第112話 旧アクア鉱山探索⑥

 目に包帯をした怪物が洞窟内を徘徊している。目は見えないようだけど音に敏感なようだ。


 いくら広くなってるとは言え、あの巨体と坑道内で戦うのは得策ではないと思う。


 ただ僕だけでここを抜けても意味はない。一度戻って皆と相談した方がいいかも。


「スイム。そっと戻るから静かにね」

「キュッ……」


 蚊の鳴くようなささやき声でスイムと確認し合った。


 あの音の敏感さ。下手に躓いたり石を蹴飛ばしちゃうようなうっかりでさえ命取りになりかねない。

 

 繊細なガラス細工を持って歩くように慎重に引き返す。

 

 その時、何か胸騒ぎがして天井を見上げると逆さまになってぶら下がる一つ目蝙蝠のような魔物と目があった――


『キィ! キィ! キィ! キィーーーー!』


 その瞬間、一つ目の蝙蝠が金切り声を上げてわめき出した。


 こんな鳴き声されたら気づかれる!


「水魔法・水鉄砲!」

 

 とっさに魔法で蝙蝠の目を貫いた。悲鳴を上げて蝙蝠が地面に落ちる。


『グォォオォォオォオオォオォオオッ!』


 だけど、遅かった。洞窟を揺らしながら怪物がこっちに迫ってくる。


「もう戦わないと駄目か! 水魔法・水槍連射!」


 魔法で出来た水の槍を連射する。こいつ避ける様子がないから全弾命中した。


 だけど怯みもせず奇声を上げながら距離を詰め斧を振り下ろしてきた。


「水魔法・水守ノ盾!」


 咄嗟に盾を現出させて斧を防ぐ。だけど一瞬だけ遮るも盾はあっさり破壊された。


 その一瞬でスイムを肩に乗せたまま股の間を潜ったけど、直後轟音と衝撃。


「うわッ!」

「スピィ!?」


 僕とスイムは衝撃で飛ばされてしまった。そのまま地面を転がってしまったけどおかげで距離が離れる。


『キィキィキィキィキィ!』


 だけどまたあの蝙蝠の声。怪物が僕たちを振り返る。あの蝙蝠あいつに居場所を教えてるのか!


「もう遠慮してられない。水魔法・重水弾!」


 現段階で考えられる最大の魔法を放った。あいつは一直線にこっちに向かってくるからまともに圧縮された水弾を喰らってくれた。


「え? 杖が!」


 だけど、魔法を行使した直後杖にヒビが入った。そんなここまでガタが来ていたなんて――

 

 まだ使えないことはないけどあまり無理は出来ないかもしれない。それにヒビが入った以上効果は弱まったと見ていいだろう。

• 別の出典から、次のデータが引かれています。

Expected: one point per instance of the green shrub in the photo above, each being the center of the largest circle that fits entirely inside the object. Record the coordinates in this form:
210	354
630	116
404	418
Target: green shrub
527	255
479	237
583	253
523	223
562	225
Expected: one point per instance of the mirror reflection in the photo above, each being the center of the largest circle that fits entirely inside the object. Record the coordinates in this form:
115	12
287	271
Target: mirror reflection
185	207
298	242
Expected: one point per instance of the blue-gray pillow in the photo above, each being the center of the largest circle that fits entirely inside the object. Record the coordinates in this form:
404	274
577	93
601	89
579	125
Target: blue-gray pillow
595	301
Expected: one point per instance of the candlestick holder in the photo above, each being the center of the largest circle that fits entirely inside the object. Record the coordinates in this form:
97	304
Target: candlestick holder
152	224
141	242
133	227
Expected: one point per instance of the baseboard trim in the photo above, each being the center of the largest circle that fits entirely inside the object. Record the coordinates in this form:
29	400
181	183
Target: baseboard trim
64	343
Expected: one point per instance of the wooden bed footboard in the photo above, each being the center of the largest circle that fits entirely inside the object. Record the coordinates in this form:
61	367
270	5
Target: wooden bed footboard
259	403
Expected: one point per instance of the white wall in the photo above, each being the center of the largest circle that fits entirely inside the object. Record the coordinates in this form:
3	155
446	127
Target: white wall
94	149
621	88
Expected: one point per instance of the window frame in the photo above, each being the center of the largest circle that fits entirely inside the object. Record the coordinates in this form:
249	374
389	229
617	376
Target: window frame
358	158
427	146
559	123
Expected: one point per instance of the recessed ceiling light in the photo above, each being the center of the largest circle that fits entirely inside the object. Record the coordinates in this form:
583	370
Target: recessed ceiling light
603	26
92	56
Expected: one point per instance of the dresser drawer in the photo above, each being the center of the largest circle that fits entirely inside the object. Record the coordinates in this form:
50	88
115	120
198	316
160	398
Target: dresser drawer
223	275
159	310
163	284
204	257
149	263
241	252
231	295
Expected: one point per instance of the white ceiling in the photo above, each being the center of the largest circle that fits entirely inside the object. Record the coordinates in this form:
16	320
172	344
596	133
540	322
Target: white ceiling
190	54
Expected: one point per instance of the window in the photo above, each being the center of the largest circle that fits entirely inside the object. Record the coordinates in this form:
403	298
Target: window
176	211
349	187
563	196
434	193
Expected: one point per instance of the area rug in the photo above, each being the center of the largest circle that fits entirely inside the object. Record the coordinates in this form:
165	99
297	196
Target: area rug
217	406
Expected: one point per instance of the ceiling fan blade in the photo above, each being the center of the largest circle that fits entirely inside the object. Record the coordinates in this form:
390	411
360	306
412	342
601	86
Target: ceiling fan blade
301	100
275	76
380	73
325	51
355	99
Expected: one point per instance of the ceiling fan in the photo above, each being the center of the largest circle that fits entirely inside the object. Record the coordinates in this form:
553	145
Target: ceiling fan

 とりあえず魔法を当てた後なのが幸いか……肉が吹き飛び怪物の腹に風穴があいた。これならいくらなんでも――


『グォオォォォォォオオ!』


 そんな考えをあざ笑うように、怪物は構うことなく突撃してきた。お腹に穴があいたのにきいてない!


 いや、それどころか穴がどんどん塞がっていく。こいつ再生能力があるタイプなのか――


「水魔法・水濃霧!」


 杖に無理はさせたくなかったけど仕方ない! 僕は魔法で霧を発生させて目眩ましを行うことにした。


 目が見えてないあの怪物には意味がないけど蝙蝠の死海は妨げることが出来る筈!


 僕はそこから大きく横に飛び退いて何とかあいつの攻撃を躱した。相変わらずの衝撃で飛ばされたけどこれであの怪物も僕たちを見失った筈だ。


 落ち着けこの間にどこかに隠れないと。情報が少なすぎるし、杖の状態も悪い。出来ればここで隠れてやり過ごしたい。


「スピィ!」


 スイムが何かを訴えるように鳴き声を上げた。要見ると霧の中になにかの影。見つからないようにそれでいて霧が消える前にある程度急いで近づくとそれは傾いたトロッコだった。


 車輪が壊れてるみたいだしこのままじゃ使えないけど――


「一旦この中に隠れよう!」

「スピィ!」


 僕たちはトロッコを壁に掛け生まれた隙間に身を隠した。トロッコがちょっとした屋根になった形だ。あの蝙蝠は上から俯瞰しているからこれでも欺くことが出来る。